Гавриил Сидорович вздохнул и снова наполнил молоком стаканы.
— Я не здешний сам-то, не рязанский. Из-под Перми я. На войне с будущей супругой своей свел знакомство. А когда в сорок четвертом жамкнуло меня, когда остался без ноги, она, Машура-то, и утянула меня в свои края. Жена и привила мне эту чудинку. Меня тут за нее иные блажным прозывают. Сама-то Машура без птиц, без цветов и жизни не мыслила. Махонький кленик встретит на дороге и его обласкает, как с человеком разумным наговорится.
Вдруг старик оперся сильными своими руками о скамью. Встал.
— Извиняйте меня… свежая она еще, моя рана… все еще кровоточит. По весне схоронил Машуру. От других смерть отводила, а сама… сама в одночасье скончалась.
Поблагодарив Гавриила Сидоровича за угощенье, я стал прощаться. С понурой головой проводил он меня до калитки.
Я уж взялся было за веревочную ручку послушной калиточки, когда старик осторожно коснулся рукой моего локтя.
— Ну-тко, покличьте-ка. Она молоньей припорхнет, — сказал он и положил мне на ладонь три подсолнечных семечка.
— Кто прилетит? — с недоумением переспросил я, в эту минуту весь отдавшись раздумьям о трудной судьбе человеческой.
— Синица… кто ж еще! — Гавриил Сидорович чуть-чуть улыбнулся.
— А не забоится? — усомнился я. — К вам она привыкла, а я…
И снова он весь преобразился: разгладились морщины на смуглом, как бы прокопченном, лице, залучились искристо глубоко запавшие глаза.
— Не-е, со мной не заробит!
Неуверенно вытянув руку, я довольно-таки робко позвал:
— Цика! Ци-ика!
Чуть погодя, невесть откуда взявшись, на мою ладонь опустилась синица. Легко так, еле касаясь кожи тонюсенькими лапками. Взяла семечко — которое покрупнее — и улетела.
— А вы сомневались, — сказал Гавриил Сидорович. — Не-е, птица или, к примеру, зверек… белочка, скажем, здорово все как понимают! Ежели к ним с добром, то и они тоже… с полным доверием! Который раз я даже такое проделываю: приклею семечко к губе и кличу синицу-вертихвостку. Припорхнет и прямехонько с губы… деликатно так склюнет.

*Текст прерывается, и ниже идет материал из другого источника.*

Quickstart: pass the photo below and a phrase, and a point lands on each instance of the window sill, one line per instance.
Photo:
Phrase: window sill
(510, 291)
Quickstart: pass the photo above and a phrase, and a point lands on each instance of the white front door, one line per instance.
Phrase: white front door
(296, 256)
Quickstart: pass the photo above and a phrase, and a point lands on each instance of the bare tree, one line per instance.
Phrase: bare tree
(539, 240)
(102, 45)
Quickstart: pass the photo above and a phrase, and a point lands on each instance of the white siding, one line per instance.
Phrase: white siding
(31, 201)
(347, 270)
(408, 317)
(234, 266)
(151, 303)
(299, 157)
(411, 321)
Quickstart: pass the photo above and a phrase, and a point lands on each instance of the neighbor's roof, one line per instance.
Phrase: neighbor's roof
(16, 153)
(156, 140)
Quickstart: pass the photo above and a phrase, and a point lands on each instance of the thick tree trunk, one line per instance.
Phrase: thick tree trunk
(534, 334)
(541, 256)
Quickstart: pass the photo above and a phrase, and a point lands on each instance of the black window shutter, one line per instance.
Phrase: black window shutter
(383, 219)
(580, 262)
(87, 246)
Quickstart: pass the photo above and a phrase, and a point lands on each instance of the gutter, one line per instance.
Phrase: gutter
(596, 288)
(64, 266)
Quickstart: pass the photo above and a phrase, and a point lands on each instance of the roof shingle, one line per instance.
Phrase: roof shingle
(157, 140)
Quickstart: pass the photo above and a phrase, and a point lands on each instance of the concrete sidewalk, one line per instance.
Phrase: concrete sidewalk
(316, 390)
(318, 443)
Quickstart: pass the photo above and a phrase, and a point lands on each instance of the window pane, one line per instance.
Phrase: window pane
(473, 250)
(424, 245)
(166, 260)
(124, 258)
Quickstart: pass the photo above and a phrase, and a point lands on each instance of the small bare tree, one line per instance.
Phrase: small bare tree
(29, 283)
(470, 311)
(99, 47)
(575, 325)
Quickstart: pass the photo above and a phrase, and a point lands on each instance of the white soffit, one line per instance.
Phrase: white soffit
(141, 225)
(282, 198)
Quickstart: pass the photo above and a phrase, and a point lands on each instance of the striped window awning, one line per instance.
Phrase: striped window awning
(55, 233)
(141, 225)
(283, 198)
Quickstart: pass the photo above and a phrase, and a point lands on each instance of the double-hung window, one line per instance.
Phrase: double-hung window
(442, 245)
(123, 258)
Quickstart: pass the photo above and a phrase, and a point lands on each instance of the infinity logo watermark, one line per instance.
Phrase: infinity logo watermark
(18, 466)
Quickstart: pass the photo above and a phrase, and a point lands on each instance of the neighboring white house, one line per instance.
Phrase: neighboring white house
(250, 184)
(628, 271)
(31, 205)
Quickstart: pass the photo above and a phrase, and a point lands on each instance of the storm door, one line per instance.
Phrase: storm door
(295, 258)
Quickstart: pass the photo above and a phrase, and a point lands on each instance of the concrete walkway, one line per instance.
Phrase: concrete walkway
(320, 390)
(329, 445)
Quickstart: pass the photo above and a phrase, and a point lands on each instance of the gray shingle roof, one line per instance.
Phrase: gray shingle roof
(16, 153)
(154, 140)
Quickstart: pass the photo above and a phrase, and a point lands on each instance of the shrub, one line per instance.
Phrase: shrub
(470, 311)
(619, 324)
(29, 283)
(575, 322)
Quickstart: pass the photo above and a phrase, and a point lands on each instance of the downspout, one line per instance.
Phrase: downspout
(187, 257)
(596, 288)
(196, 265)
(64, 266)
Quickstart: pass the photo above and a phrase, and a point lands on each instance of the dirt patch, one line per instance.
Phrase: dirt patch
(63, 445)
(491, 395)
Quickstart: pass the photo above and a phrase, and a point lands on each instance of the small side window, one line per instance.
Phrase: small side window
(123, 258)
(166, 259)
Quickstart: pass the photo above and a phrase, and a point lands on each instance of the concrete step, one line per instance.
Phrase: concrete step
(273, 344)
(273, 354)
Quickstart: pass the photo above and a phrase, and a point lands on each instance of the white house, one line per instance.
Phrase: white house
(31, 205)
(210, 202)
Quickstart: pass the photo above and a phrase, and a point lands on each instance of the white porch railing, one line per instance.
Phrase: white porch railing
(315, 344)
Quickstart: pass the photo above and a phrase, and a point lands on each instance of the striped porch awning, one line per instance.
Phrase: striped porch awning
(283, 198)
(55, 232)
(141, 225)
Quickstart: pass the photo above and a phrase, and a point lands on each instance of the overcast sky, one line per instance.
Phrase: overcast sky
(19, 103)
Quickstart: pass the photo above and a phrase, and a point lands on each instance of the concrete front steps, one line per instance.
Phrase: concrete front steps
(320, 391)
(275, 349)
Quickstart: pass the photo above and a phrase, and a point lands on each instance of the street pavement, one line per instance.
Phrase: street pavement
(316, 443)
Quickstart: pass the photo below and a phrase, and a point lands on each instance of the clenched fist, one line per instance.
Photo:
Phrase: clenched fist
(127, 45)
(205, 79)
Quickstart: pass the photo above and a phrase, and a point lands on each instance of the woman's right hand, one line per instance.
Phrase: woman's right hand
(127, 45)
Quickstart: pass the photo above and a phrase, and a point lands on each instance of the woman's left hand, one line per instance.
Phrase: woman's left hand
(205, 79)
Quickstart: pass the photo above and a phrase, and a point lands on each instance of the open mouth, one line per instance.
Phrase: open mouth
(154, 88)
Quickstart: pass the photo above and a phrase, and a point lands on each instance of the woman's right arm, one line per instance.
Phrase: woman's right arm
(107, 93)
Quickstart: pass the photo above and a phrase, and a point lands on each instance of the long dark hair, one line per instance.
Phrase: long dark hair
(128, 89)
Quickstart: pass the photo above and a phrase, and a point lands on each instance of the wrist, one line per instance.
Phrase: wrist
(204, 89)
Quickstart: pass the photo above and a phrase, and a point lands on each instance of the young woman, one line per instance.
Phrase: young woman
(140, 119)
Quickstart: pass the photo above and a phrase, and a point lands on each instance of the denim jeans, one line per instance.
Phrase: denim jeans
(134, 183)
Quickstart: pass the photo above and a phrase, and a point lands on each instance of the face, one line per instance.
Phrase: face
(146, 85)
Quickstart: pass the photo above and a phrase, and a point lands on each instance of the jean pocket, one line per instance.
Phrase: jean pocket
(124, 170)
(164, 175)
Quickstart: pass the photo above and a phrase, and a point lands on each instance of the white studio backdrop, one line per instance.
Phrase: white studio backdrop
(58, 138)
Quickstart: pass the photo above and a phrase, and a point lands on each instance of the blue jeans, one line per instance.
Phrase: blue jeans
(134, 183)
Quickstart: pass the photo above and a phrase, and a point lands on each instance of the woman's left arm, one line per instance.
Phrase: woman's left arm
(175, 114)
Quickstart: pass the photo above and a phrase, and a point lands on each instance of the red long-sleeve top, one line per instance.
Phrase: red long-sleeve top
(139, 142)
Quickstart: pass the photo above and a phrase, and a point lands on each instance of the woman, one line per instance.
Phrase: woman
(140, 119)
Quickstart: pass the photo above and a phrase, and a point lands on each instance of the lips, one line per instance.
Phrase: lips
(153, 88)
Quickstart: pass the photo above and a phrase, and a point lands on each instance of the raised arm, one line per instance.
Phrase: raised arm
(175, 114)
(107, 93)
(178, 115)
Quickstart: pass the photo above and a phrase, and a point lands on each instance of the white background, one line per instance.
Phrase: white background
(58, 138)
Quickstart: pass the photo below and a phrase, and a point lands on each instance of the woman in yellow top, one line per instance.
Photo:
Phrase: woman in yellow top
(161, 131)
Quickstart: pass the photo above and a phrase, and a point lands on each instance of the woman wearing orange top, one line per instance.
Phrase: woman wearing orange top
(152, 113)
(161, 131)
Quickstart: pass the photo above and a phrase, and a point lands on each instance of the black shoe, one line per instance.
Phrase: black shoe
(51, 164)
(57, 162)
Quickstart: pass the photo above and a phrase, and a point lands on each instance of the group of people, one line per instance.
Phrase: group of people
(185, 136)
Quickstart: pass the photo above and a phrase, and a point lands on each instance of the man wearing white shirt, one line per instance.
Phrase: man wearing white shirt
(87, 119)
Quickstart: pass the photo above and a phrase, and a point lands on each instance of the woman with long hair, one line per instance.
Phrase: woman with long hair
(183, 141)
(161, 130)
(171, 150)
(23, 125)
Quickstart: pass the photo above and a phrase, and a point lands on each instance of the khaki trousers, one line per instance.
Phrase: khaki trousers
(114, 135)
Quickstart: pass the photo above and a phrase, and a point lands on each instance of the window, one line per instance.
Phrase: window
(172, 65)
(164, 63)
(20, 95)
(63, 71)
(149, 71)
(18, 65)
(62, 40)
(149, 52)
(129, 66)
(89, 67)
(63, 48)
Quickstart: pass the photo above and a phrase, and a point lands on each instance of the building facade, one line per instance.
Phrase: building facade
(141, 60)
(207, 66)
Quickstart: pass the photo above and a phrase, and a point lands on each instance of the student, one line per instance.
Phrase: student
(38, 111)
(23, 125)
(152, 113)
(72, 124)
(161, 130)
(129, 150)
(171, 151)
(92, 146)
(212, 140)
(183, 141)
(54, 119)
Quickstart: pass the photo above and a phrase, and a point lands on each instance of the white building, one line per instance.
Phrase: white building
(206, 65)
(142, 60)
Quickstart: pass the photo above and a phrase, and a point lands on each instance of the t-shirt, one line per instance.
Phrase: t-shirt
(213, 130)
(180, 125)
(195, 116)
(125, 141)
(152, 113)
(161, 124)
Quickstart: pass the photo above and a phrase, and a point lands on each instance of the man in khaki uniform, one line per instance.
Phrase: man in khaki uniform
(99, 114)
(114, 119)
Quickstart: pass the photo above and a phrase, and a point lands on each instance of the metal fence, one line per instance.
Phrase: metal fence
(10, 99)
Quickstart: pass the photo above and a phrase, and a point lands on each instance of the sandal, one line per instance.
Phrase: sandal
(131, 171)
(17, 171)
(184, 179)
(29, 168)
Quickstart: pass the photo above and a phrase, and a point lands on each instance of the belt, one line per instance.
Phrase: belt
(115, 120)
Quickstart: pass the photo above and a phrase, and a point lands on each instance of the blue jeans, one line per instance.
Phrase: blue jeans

Он, видимо, хотел что-то еще рассказать, но сдержался, махнул рукой:
— Разбалясничался я. Да и вам уж пора топать. А то опоздаете, кой грех, к вечернему автобусу. Ну, ну, бывайте! Здоровьичка вам и счастья!
Выйдя на улицу, я оглянулся на плетеную калиточку. Но старика-чудодея возле нее уже не было.
Шагающие деревья
Как-то летом я гостил у друга на Оке под Касимовом. Стоял знойный июль — от солнца некуда было спрятаться. Да мы от него и не прятались, проводя целые дни на реке.
На зорьке рыбачили, потом варили ушицу из всякой мелочи. Жарили на сковороде подлещиков и сазанчиков — когда они попадались на крючок. А потом до седьмого пота пили чай. В полдень же, сморенные духотой, залезали в шалаш, пропахший горьковатым ароматом увядающих тальниковых веток, и спали до вечера как убитые.
Но вот подоспело время отправляться в соседнее село Ольговку за продуктами. Утром мы доели последнюю краюху, разрубив ее на куски топором. Кончился у нас и сахар, а пшена осталась всего-навсего горсточка. Короче — предстояли крупные закупки на целую неделю.
Вход в шалаш догадливый мой друг завесил гремящим брезентом, прикрепив к нему булавкой записку: «Хозяева дворца скоро вернутся. Подождите!»
Из тишайшего заливчика вывели на быстряк нашу лодку с навесным мотором. Течение подхватило ее и понесло, понесло вниз в сторону Ольговки.
Стоя на носу, я из-под руки глядел на онемевший от жары вольно расхлестнувшийся плес. Выцвело небо, выцвела речная гладь. И уж трудно было предположить, где кончается в недосягаемой дали вода и где начинается небесная безбрежная высь.
— Петро, — сказал я, не оборачиваясь, другу, копошившемуся на корме у беспрерывно чихающего мотора, — заткни глотку своему зверю! Куда спешить? Течение приличное, и через час мы так и так будем в Ольговке.
— Ладно, — буркнул сердито Петро. И заглушил капризный мотор.
Тотчас на легкую нашу лодочку опустилась убаюкивающая тишина.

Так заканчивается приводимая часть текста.